Attentive statement fraud detection: Distinguishing multimodal financial data with fine-grained attention
Introduction
Financial statement fraud aims to deceive the statement users (e.g., regulators and investors) with conscious misstatements, such as manipulating financial reports and disclosing incorrect financial information. Fraud triangle theory, proposed by Turner et al. [1], explained the reasons for the financial statement fraud from three perspectives: pressure, attitude, and opportunity. Companies may conduct fraud due to the pressure from poor cash position, a loss of customers, and so on [2]. They generally hold the attitude that such activities are not criminal, and competitors are participating in them, using this logic to rationalize fraudulent activities. Furthermore, weak internal controls, imperfect corporate governance and low consequence for violations, may provide companies with the opportunity to conduct fraud.
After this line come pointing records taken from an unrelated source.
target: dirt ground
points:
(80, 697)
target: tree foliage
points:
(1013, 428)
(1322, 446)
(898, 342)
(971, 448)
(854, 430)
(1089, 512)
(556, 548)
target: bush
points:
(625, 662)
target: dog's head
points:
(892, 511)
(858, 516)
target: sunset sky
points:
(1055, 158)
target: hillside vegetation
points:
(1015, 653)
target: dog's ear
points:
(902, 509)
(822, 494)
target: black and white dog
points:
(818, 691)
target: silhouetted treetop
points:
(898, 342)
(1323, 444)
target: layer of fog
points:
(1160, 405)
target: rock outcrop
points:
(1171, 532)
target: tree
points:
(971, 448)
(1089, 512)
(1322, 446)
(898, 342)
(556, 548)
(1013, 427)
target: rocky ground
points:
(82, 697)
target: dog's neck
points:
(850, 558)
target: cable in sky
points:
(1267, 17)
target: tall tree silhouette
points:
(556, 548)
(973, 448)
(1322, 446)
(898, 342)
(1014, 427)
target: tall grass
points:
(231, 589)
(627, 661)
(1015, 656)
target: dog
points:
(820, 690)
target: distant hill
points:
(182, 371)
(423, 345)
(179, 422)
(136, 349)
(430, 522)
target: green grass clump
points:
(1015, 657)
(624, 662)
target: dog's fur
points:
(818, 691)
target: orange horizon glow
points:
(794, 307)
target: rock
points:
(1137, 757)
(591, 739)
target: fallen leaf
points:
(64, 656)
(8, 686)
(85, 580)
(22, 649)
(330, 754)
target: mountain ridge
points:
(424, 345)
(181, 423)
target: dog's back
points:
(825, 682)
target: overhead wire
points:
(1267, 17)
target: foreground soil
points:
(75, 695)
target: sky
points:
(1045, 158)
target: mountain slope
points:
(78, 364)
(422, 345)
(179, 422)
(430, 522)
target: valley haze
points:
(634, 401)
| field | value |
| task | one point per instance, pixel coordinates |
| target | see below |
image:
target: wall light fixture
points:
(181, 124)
Fraudulent behavior could cause adverse effects including: 1) jeopardizing the reliability and quality of the financial reporting process; 2) diminishing public confidence in the accounting and audit profession; and 3) compromising the efficiency of the capital market [2]. Under these circumstances, both the academics and industry, focus on financial statement fraud detection (FSFD) to provide early warning for relative stakeholders, and thus contributing to their decision processes. Specifically, for investors, FSFD could help them make informed decisions to avoid huge investment losses [3]. For auditors, they can benefit from the FSFD by paying more attention to companies with high fraudulent probability. For government regulators, accurate FSFD enables them to judge whether to conduct regulatory intervention in the market.
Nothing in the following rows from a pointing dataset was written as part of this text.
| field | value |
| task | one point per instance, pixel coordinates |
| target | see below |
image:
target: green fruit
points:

As FSFD has been dominated by quantitative financial data, recent studies have attempted to leverage the joint effect of multimodal relevant data to enhance FSFD [4]. Specifically, the financial modality, for example, financial ratios extracted from financial statement, with their periodicity, intelligibility, and domain-specificity, are one of the most effective and convenient ways to learn about a company's financial position [5]. Meanwhile, textual modality embedded in financial reports, has been also explored for FSFD [6]. Therefore, coordinating multimodal information to enhance FSFD is inevitable. Various machine learning methods have been developed for FSFD, based on multimodal financial data [7,8]. However, machine learning methods, in spite of their considerable interpretability, suffer significant deficiencies in learning powerful representations from unstructured multimodal data. Instead, deep learning methods portray strong advantages in learning from multimodal data. Multimodal deep learning methods facilitate the prediction performance by synergizing multiple data modalities in the end-to-end training process.
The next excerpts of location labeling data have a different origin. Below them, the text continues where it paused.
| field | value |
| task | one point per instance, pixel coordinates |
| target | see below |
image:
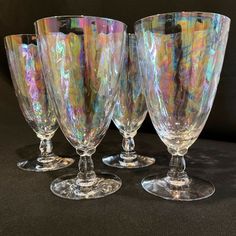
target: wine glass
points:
(82, 57)
(182, 54)
(130, 111)
(28, 80)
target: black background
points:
(27, 207)
(17, 16)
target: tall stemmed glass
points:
(130, 111)
(182, 56)
(82, 57)
(28, 81)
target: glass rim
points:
(19, 35)
(79, 16)
(190, 13)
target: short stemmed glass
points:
(130, 111)
(28, 80)
(183, 54)
(82, 57)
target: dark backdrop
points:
(17, 16)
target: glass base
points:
(104, 185)
(118, 162)
(196, 189)
(48, 164)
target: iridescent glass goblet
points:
(182, 56)
(82, 57)
(27, 76)
(130, 111)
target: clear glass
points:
(82, 58)
(27, 76)
(130, 111)
(181, 55)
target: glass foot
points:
(118, 162)
(50, 164)
(66, 187)
(196, 189)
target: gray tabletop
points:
(27, 207)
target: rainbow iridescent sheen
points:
(27, 77)
(181, 57)
(83, 65)
(82, 58)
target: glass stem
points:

As indicated in prior studies [9,10], the success of multimodal deep learning lies in the reconciliation of multiple deep-learning-based feature representation. This motivates the exploration on the complementary predictive effects of multi-modalities for FSFD. Nevertheless, the fusion ambiguity embedded in and among multi-modalities is often underexplored, when multimodal deep learning methods are applied to FSFD. Specifically, for the financial modality,1 the current-year financial data along with the previous year's and industry-level financial data, contributes to FSFD [3]. These various types of financial data have been implemented in FSFD to exert their complementary predictive roles. However, since different ratio groups naturally have different discriminative power in terms of FSFD, their direct combination may result in fusion ambiguity, and subsequently hinder the prediction performance. As for the textual modality, researchers constructed it commonly based on the Management Discussion and Analysis (MD&A) of financial reports. The MD&A has been identified as the factor most likely to embed fraudulent information, because it contains self-furnished narrative contents [11]. In this study, we posit that the chapters like MD&A and other factors, contribute to the detection of financial fraud, and help in revealing the deceptive behaviours in accountancy. For example, the change of important leaders should be a matter of great importance to the company; therefore, manipulators tend to disguise this fact in the chapter Corporate Governance, to remedy the reporter's reliability. Furthermore, the textual information conveyed in the different chapters, contributes differently to FSFD. This is because chapters are set to accommodate narratives of distinct aspects within the company. This raises the requirement of making a distinct use of the chapters, while delivering them to FSFD. From the perspective of multimodality, existing studies on FSFD have fused multimodal data to explore their complementary predictive effects [12,13]. Unfortunately, the direct summation of modalities may inevitably ignore the fusion ambiguities among multiple modalities, hence weakening the predictive ability of relatively informative modality in FSFD.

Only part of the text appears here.